Je dis cela avec admiration : Ralph Fiennes est un excellent saucisson brûlant. Il peut faire preuve de menace et de rage, mais il sait aussi utiliser son immobilité. Dans son autre grand film cette année,le drame papal rauque et divertissantConclave, l'acteur apporte une douceur angoissée au rôle du cardinal Lawrence qui témoigne de la culture honnête du doute chez le personnage, un contraste efficace avec les intrigants pareils à des balles qui l'entourent. Ces deux rôles apparemment passifs démontrent, de manière subtile, l'étendue de l'acteur. Fiennes passe une grande partie deLe retourse vautrer dans une indécision paralysante, observant, s'interrogeant et attendant, mais ici, son hésitation n'a rien à voir avecConclaveC'est Lawrence. Parce que nous sommes conscients, à travers le langage corporel frémissant de l'acteur, que la vengeance et le massacre sont proches – qu'une explosion et un bain de sang sont inévitables. (Ce n'est pas un spoiler ; vous avez eu 2 500 ans pour vous familiariser avecL'Odyssée.)
Finis les éléments mythiques manifestes de l'histoire, les dieux et les déesses changeant de forme et jouant avec le destin de ces mortels. (Qui a besoin de dieux quand on a Ralph Fiennes ?) Au lieu de cela, Pasolini introduit une légère psychologie moderne, tempérant la rage d'Ulysse par le chagrin et l'indécision. Traumatisé par la guerre et le bilan de son voyage (qui l'a vu perdre tous ses hommes), Ulysse ne semble plus se reconnaître. Il ne sait pas s'il mérite de retrouver son ancienne vie. Lorsqu'il affronte enfin Penelope, il ne peut se résoudre à révéler son identité ; elle ne le reconnaît pas non plus, mais leur échange suggère que peut-être, à un niveau subconscient, elle comprend quelque chose de plus profond à propos de cette figure vaguement familière qui se tient devant elle.

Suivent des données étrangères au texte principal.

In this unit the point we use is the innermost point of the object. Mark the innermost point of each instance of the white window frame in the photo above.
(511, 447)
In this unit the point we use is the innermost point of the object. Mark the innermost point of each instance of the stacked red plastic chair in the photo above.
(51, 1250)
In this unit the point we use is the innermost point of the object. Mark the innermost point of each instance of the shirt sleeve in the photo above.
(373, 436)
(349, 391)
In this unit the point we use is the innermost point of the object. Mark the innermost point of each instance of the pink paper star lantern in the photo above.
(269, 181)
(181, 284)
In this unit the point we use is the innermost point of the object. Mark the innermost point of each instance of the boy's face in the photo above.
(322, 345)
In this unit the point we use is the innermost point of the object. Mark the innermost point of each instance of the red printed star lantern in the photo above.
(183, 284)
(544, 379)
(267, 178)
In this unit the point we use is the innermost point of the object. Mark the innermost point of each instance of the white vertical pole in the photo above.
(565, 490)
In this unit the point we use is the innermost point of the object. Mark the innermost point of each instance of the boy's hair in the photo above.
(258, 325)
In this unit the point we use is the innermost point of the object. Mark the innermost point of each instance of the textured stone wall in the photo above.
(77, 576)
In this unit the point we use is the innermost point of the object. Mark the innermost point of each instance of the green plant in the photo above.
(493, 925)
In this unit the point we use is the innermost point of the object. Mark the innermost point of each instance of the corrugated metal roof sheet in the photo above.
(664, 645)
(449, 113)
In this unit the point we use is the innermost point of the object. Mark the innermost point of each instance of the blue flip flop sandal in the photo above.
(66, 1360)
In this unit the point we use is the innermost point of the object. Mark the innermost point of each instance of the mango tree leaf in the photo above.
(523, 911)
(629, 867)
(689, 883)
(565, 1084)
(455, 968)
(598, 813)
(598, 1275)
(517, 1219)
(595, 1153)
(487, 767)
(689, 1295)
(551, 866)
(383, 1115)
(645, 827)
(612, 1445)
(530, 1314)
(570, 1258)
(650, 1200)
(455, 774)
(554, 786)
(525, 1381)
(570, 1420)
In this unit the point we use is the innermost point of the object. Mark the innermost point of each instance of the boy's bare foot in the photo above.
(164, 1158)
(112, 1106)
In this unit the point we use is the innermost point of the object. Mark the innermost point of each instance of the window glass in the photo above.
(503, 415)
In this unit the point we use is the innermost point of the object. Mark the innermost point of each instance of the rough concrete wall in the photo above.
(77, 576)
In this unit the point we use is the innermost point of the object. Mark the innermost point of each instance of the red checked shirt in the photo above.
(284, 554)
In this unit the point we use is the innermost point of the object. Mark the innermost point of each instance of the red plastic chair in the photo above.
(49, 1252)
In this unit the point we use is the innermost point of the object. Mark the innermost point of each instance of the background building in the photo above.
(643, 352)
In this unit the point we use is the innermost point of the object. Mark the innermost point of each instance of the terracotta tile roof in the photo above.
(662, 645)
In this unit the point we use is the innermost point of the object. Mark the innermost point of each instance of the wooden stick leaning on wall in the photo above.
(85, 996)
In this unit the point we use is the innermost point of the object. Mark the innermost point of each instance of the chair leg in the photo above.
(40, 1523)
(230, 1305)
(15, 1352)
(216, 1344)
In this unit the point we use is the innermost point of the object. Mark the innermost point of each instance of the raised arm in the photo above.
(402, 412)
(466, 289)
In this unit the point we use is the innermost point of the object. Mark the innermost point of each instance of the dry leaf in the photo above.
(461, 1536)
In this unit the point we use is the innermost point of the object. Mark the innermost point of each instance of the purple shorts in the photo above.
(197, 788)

Si seulement le reste de ce film par ailleurs blafarde était à la hauteur de Fiennes et de Binoche. Je peux comprendre comment Pasolini, voulant ramener le récit à l’essentiel, pourrait opter pour une austérité dramatique. La poésie d'Homère, bien sûr, a disparu, mais tout sentiment réel de dynamisme aussi. Quand les gens parlentLe retour, ils se tiennent généralement l'un en face de l'autre et parlent avec peu d'émotion ou de vitalité. L'homonyme du réalisateur, le légendaire Pier Paolo Pasolini, a également adapté certains classiques dans les années 1960 et 1970, et lui aussi a adopté une approche simple et concrète pour raconter ces contes. (Les deux hommes n'ont, à ma connaissance, aucun lien de parenté ; Uberto, ancien producteur, est en réalité le neveu du grand Luchino Visconti !) Mais Pier Paolo avait l'œil d'un peintre et la sensibilité d'un poète ; dans la simplicité, il a trouvé sa propre grandeur mythique. Uberto, en revanche, trouve surtout de l'inertie – sauf lorsque Fiennes est à l'écran, ce qui heureusement est assez fréquent.Le retourne fonctionne ni comme une version CliffsNotes deL'Odysséeni comme son propre conte autonome. Mais cela nous rappelle que Ralph Fiennes est un immortel.